Seismic analysis based on a new interval method with incomplete information

TL;DR

This paper introduces an efficient interval method for seismic analysis of structures under incomplete uncertainty information, improving computational efficiency while maintaining accuracy.

Contribution

It proposes a new dynamic evolution strategy (DES-ES) and a framework (DES-ES-SS) for interval seismic analysis, enhancing efficiency over traditional Monte Carlo methods.

Findings

DES-ES outperforms CMA-ES in efficiency

DES-ES-SS maintains accuracy for stationary and non-stationary seismic accelerations

Numerical experiments validate improved computational performance

Abstract

For seismic analysis in engineering structures, it is essential to consider the dynamic responses under seismic excitation, necessitating the description of seismic accelerations. Limit seismics samples lead to incomplete uncertainty information, which is described by the non-probabilistic method reasonable. This study employs the minimum interval radius-based interval process (MRIP) based on the convex model to describe the time-variant uncertain seismic acceleration, subsequently conducting uncertainty analysis for seismic structures.
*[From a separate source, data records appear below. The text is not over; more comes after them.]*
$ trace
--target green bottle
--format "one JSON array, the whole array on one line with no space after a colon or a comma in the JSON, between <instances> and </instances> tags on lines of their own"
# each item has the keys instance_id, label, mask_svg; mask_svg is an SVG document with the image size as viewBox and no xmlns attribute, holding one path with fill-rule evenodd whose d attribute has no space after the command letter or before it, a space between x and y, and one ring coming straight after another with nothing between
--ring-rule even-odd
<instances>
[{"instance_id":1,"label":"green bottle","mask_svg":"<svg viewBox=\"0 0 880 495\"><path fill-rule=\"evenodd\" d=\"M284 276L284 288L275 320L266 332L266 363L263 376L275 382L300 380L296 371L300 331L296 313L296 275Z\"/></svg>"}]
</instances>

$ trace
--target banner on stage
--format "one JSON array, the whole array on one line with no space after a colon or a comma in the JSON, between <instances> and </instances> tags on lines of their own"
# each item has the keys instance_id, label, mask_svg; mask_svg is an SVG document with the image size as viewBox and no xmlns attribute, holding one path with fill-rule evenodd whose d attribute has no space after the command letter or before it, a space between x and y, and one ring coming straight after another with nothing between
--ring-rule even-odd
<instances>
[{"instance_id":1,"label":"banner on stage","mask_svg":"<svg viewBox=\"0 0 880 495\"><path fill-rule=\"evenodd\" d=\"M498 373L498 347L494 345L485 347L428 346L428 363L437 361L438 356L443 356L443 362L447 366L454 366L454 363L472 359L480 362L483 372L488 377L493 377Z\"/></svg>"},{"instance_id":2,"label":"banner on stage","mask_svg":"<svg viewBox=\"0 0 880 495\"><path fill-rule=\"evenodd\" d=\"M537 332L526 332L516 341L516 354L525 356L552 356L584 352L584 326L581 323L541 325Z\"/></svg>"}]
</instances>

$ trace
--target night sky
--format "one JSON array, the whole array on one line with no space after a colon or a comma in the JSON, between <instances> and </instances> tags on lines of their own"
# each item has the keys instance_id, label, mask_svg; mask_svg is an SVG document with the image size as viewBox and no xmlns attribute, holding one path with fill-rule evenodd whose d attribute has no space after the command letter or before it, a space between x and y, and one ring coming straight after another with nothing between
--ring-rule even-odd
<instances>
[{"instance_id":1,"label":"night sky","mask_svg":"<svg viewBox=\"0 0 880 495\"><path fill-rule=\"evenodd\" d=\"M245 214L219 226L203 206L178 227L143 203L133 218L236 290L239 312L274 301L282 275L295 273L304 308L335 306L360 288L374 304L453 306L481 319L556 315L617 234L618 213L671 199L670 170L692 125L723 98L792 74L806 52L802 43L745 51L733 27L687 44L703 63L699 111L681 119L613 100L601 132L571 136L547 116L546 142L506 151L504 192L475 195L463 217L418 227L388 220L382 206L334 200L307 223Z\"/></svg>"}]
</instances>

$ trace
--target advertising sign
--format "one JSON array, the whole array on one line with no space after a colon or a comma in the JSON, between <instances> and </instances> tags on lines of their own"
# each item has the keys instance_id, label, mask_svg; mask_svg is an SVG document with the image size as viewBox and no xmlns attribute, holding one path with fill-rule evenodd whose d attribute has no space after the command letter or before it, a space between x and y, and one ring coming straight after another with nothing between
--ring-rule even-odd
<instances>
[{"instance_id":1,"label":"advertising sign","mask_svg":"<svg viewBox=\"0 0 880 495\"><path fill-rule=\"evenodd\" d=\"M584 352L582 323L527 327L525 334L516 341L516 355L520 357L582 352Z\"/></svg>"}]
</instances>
However, the Monte Carlo simulation for uncertainty analysis requires extensive deterministic computations to ensure accuracy, exhibiting poor computational efficiency. To address this issue, this paper first improves the covariance matrix adaptation evolution strategy (CMA-ES) through the dynamic evolution sequence, proposing DES-ES, whose efficiency is validated to be higher than that of CMA-ES. Furthermore, leveraging the dependency of the responses, a computational framework named DES-ES-SS is proposed. Numerical experiments demonstrate that DES-ES-SS improves computational efficiency while maintaining the accuracy of the interval uncertainty analysis of the seismic structures whether the seismic acceleration is stationary or non-stationary.